À Agadir, aux sons du Souss

World. Cinquième édition très populaire de Timitar, le festival de musiques berbérophone et arabophone.

À Agadir, aux sons du Souss

Ils attendent Idir, le Kabyle d’Algérie, pionnier world berbère, et fierté de la communauté qui va de l’oasis égyptienne de Siwa aux îles Canaris en passant par la Libye, le Mali, le Niger, le Maroc.

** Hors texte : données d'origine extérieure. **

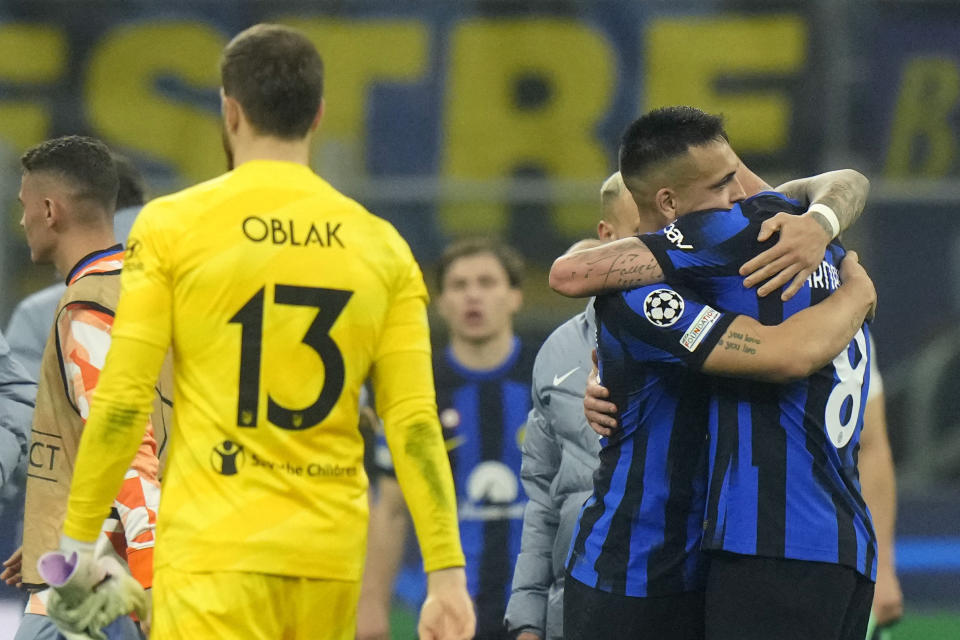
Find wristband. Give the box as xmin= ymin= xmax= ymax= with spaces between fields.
xmin=807 ymin=202 xmax=840 ymax=240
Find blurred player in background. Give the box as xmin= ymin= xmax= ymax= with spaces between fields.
xmin=505 ymin=172 xmax=648 ymax=640
xmin=857 ymin=336 xmax=903 ymax=628
xmin=0 ymin=333 xmax=37 ymax=568
xmin=53 ymin=25 xmax=474 ymax=640
xmin=4 ymin=136 xmax=160 ymax=640
xmin=358 ymin=239 xmax=533 ymax=640
xmin=7 ymin=153 xmax=146 ymax=377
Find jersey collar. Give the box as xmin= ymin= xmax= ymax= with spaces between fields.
xmin=66 ymin=243 xmax=123 ymax=285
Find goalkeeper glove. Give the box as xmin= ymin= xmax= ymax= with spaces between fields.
xmin=37 ymin=536 xmax=147 ymax=640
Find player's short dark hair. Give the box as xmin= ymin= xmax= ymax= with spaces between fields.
xmin=20 ymin=136 xmax=119 ymax=213
xmin=437 ymin=238 xmax=524 ymax=292
xmin=113 ymin=153 xmax=147 ymax=210
xmin=220 ymin=24 xmax=323 ymax=140
xmin=620 ymin=106 xmax=729 ymax=178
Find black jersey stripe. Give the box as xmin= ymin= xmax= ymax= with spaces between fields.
xmin=647 ymin=373 xmax=710 ymax=596
xmin=593 ymin=392 xmax=650 ymax=594
xmin=703 ymin=380 xmax=740 ymax=549
xmin=476 ymin=380 xmax=513 ymax=628
xmin=749 ymin=295 xmax=787 ymax=557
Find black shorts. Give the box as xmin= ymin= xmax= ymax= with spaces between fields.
xmin=706 ymin=553 xmax=873 ymax=640
xmin=563 ymin=574 xmax=704 ymax=640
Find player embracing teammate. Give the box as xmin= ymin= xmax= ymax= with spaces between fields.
xmin=551 ymin=107 xmax=876 ymax=640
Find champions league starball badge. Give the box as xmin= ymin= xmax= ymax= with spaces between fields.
xmin=643 ymin=289 xmax=683 ymax=327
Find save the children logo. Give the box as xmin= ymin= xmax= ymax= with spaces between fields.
xmin=210 ymin=440 xmax=246 ymax=476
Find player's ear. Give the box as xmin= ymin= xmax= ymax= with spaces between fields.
xmin=43 ymin=198 xmax=64 ymax=229
xmin=220 ymin=89 xmax=243 ymax=133
xmin=310 ymin=98 xmax=327 ymax=131
xmin=653 ymin=187 xmax=677 ymax=220
xmin=597 ymin=220 xmax=617 ymax=242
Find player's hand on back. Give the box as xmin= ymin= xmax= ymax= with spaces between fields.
xmin=840 ymin=251 xmax=877 ymax=320
xmin=417 ymin=567 xmax=477 ymax=640
xmin=583 ymin=349 xmax=619 ymax=438
xmin=740 ymin=212 xmax=832 ymax=300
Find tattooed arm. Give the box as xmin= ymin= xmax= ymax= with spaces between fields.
xmin=703 ymin=251 xmax=877 ymax=382
xmin=776 ymin=169 xmax=870 ymax=239
xmin=550 ymin=237 xmax=663 ymax=298
xmin=583 ymin=251 xmax=877 ymax=437
xmin=740 ymin=169 xmax=870 ymax=300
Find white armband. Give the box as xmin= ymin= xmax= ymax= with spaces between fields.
xmin=807 ymin=202 xmax=840 ymax=240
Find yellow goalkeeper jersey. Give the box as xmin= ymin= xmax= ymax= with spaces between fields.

En septet, Idir, guitare noire, parle chleuh, langue sœur du kabyle et expression du Souss, région d’Agadir, dans le sud marocain.

Façon supporteurs de foot, les plus fervents sont à droite de la scène brassant des bannières à trois bandes horizontales bleu, vert, jaune, peu appréciées des pouvoirs maghrébins, et scandant à tue-tête «Imazighèn! Imazighèn!» («berbères» ; au singulier, «amazigh»).

Habitués. Ce mercredi soir, la sahat el Amel («place de l’espoir») accueille 60 000 à 80 000 personnes, bandes de jeunes, familles, mais pas de touristes dans cette première destination balnéaire du Maroc où les usines à bronzer sont alignées le long des plages, et où les vacanciers de l’Est se font de plus en plus de place à côté des habitués européens.

El Amel est la principale des trois scènes du Timitar, devenu le grand festival de musique amazigh, ouvert sur les musiques du monde. Idir traduit ses propos en arabe et français («pour ceux qui ne comprennent pas l’amazigh»). Les «supporteurs» semblent mal prendre toute autre langue que la leur. Pourtant, ils ont bien dansé la veille sur le mbalax sénégalais de Youssou N’Dour.

Cette cinquième édition du festival Timitar accueille aussi le Libanais Marcel Khalife, les Mexicains de Tijuana, Nortec Collective, Zong, trio énergique électro-maloya de La Réunion, Alpha Blondy, Rokia Traoré, Salif Keita…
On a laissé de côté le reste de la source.